As piercings and body art become increasingly mainstream, employers grapple with the issue of what can be on display and what they can ask their employees to cover up.
Generally speaking, employers are allowed to institute dress codes and grooming standards as long as they don’t contravene an employee’s religious or cultural beliefs, like insisting a Sikh man trim his beard.
Tattoos or piercings are not protected by human-rights codes, unless they are similarly significant in nature. However, that doesn’t mean you can be discriminated against for them either.
“Tattoos are no longer confined to sailors, stevedores, and strippers,” said arbitrator Lorne Slotnick in a 2013 decision overturning The Ottawa Hospital’s proposed dress code that imposed strict regulations on tattoos.
The controversial policy said large, visible tattoos must be covered during shifts, but the union complained that the code unjustifiably constrained employees’ ability to express themselves in their appearance.
The arbitrator agreed, saying tattoos and piercings are now so ubiquitous as to be unremarkable.
“As sideburns were controversial in 1972, so tattoos and piercings are now,” he wrote.
Slotnick deemed the policy an “unreasonable infringement on employees’ rights to express themselves in their appearance,” and added: “while tattoos and piercings are not protected under human rights laws, the evidence in this case was clear that many of the employees regard those aspects of their appearance as an important part of their identity.”
In many such cases, labour arbitrators and even the Supreme Court of Canada have used the “KVP test,” named for a 1964 dispute gauging whether new rules introduced by an employer without union consent are valid. The KVP test considers six points about such policies:
- They must not be inconsistent with the collective agreement.
- They must not be unreasonable.
- They must be clear and unequivocal.
- They must be brought to the attention of the employee affected before the company can act on it.
- The employee concerned must have been notified that a breach of the rule could result in his discharge (if the rule is used as a basis for discharge).
- They have been consistently enforced since their introduction.
As with many legal questions, the “reasonableness” is the core question in the KVP test, and many employer policies are struck down for failing it.

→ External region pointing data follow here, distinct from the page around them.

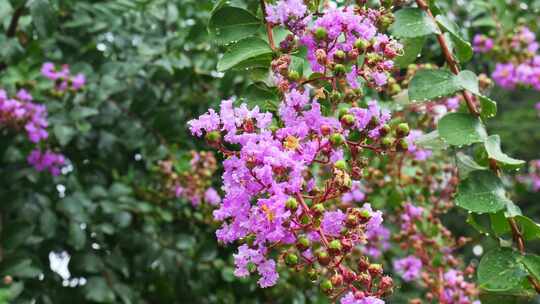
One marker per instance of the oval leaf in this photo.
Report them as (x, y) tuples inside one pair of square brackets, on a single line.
[(493, 149), (413, 22), (460, 129), (229, 24), (247, 52), (500, 270), (482, 192)]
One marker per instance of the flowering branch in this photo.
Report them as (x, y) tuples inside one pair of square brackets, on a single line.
[(450, 59)]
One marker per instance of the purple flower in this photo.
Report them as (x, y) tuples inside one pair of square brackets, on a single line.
[(349, 298), (46, 161), (409, 268), (332, 222), (356, 194), (211, 196)]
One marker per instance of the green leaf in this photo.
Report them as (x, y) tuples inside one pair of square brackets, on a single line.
[(488, 107), (466, 165), (43, 17), (412, 47), (266, 98), (247, 52), (493, 149), (500, 270), (482, 192), (463, 48), (97, 290), (468, 81), (229, 24), (529, 229), (64, 134), (532, 264), (413, 22), (433, 84), (499, 223), (77, 236), (431, 141), (460, 129)]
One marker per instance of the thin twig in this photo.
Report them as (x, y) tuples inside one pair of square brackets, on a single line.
[(450, 59), (268, 27)]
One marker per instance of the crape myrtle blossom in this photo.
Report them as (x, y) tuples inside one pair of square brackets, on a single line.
[(521, 66), (193, 184), (291, 179), (21, 113), (409, 268), (62, 77), (47, 160)]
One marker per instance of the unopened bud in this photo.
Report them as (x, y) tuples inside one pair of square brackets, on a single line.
[(334, 247), (402, 145), (341, 165), (375, 270), (339, 69), (326, 286), (294, 75), (291, 259), (302, 243), (320, 33), (337, 139), (361, 44), (291, 204), (347, 120), (402, 130), (213, 137)]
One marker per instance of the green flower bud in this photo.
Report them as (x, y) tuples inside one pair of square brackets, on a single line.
[(402, 130), (341, 165), (348, 120), (337, 139), (302, 243), (318, 209), (323, 258), (294, 75), (334, 247), (213, 137), (320, 33), (339, 56), (402, 145), (339, 69), (387, 142), (291, 259), (326, 286), (291, 204), (361, 44)]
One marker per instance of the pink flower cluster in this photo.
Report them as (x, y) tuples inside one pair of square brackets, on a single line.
[(341, 35), (409, 268), (63, 78), (21, 112), (291, 177), (47, 160), (523, 68)]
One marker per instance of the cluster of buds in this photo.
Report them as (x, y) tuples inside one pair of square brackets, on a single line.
[(516, 54), (63, 79), (20, 112), (193, 184), (292, 177)]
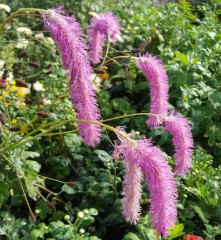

In a non-union workplace, the validity of any dress code or body art policy would be weighed against the provincial or territorial human rights code. Employees would have to prove such policies amount to discrimination against their gender, race, religion, ancestry or other protected grounds.
In a 2009 ruling, a Quebec daycare’s ban on visible tattoos was overturned as a judge found such a ban “rests on prejudices,” and that tattooing can’t be associated with delinquency or other negative stereotypes.
However, that judge also noted there must be limits: an employer could require inappropriate body art, depicting sexual activity or violence for example, to be covered.
If you feel your body art has provoked discrimination in the workplace, contact your union (if applicable) and consult your governing human-rights code. Your art may not be protected by law, but you could still have grounds to fight back.